# my first date was bbw



## Lorenzo670 (Jun 6, 2011)

so this my story how i come 2 love ssbbw ...
my first date was bbw she was working with me for 5 month and we never think about dating we be come close friends in work then one day we have drink and you u know happened when drink comes lol
then we date for 4 years then it dont work out will then i star 2 think i will date skinny girl coz as u know all people dont get why u like big girls 
then i dont enjoy it as i did with big girls then i start 2 know i just like big girls 
then i date sssbbw woman and it was the best i had and from that day until 2 day i just like ssbbw woman 
and not shy about it then i start 2 go 2 the bash for bbw and i made good friends and star see many man like me love big girls 
thanks for reading my post of me how i start like big girls 



lorenzo


----------



## Zowie (Jun 6, 2011)

I think you're looking for the FA subforum, love.

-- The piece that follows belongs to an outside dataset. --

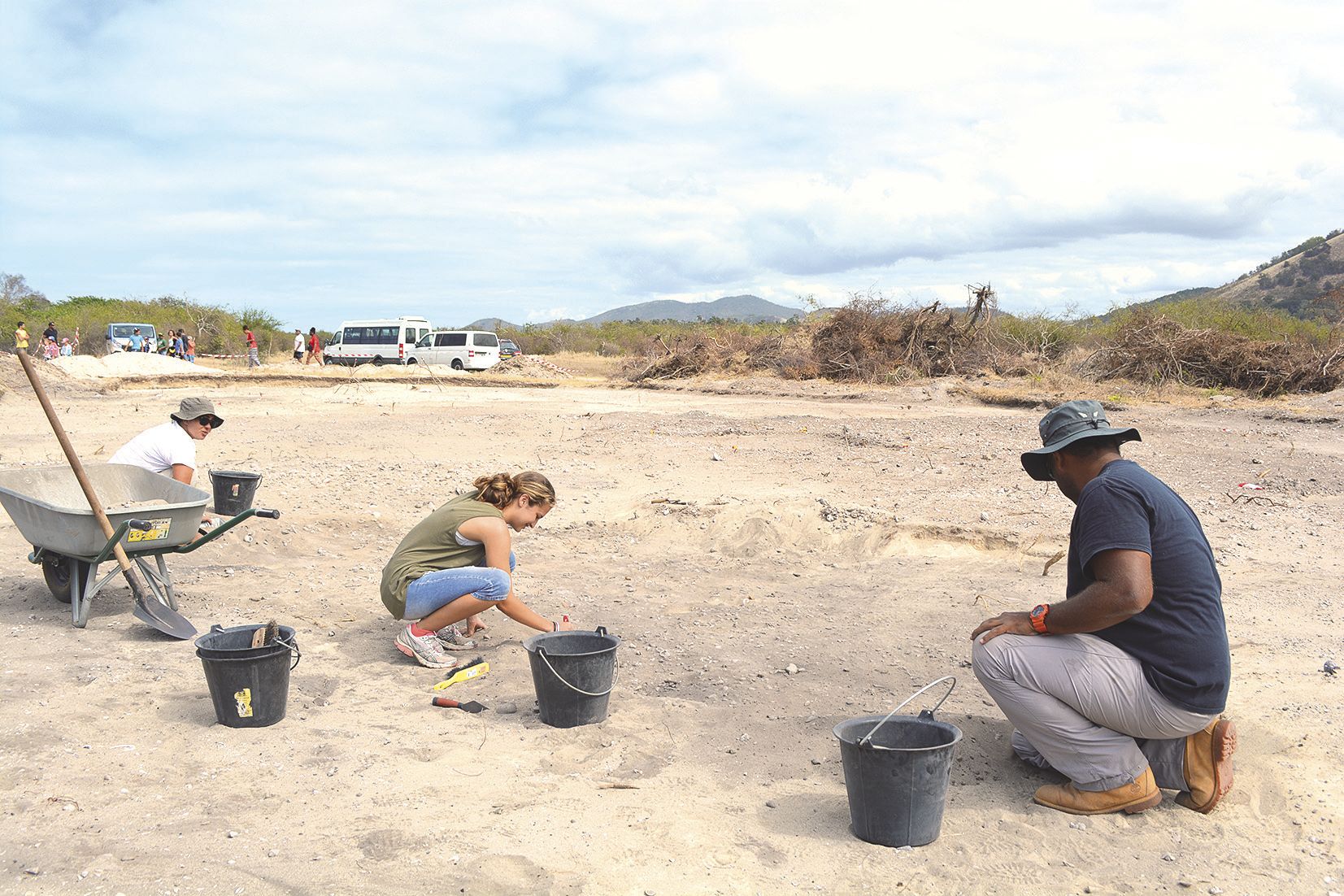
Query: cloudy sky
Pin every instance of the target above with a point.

Also, punctuation.


----------



## J34 (Jun 6, 2011)

Good for you. Just a reminder to check your grammar, as it is a bit hard to read.


----------



## FishCharming (Jun 6, 2011)

Lorenzo670 said:


> so this my story how i come 2 love ssbbw ...
> my first date was bbw she was working with me for 5 month and we never think about dating we be come close friends in work then one day we have drink and you u know happened when drink comes lol
> then we date for 4 years then it dont work out will then i star 2 think i will date skinny girl coz as u know all people dont get why u like big girls
> then i dont enjoy it as i did with big girls then i start 2 know i just like big girls
> ...



yeah, this is the BHM/FFA board. BHM = FAT GUY and the ladies who like fat guys.


----------



## biglynch (Jun 6, 2011)

Ermm... you go dude! Congrats and all that jazz, but as the others said you seem to be in the wrong part of the forum.:doh:


----------



## mossystate (Jun 6, 2011)

Maybe he is a fat man?

*eta....checked...ok...carry on!


----------



## biglynch (Jun 6, 2011)

True. Ok cool, I can go with that.


----------



## BLUEeyedBanshee (Jun 7, 2011)

There, now I think the thread is in the right place.


----------



## Lorenzo670 (Jun 7, 2011)

excuse me im 5'10 180 lbs but im new her i dont know where 2 post


----------



## CarlaSixx (Jun 7, 2011)

I suggest getting familiar with the layout and type of topics discussed here before trying to post. It makes slip ups a lot less prone to happen and you'll feel more welcome if you took the time to study. I know it's more fun to jump in right away, but it can go bad. So just take a lil time to read up before jumping in and you'll like this place a lot better. I promise.


----------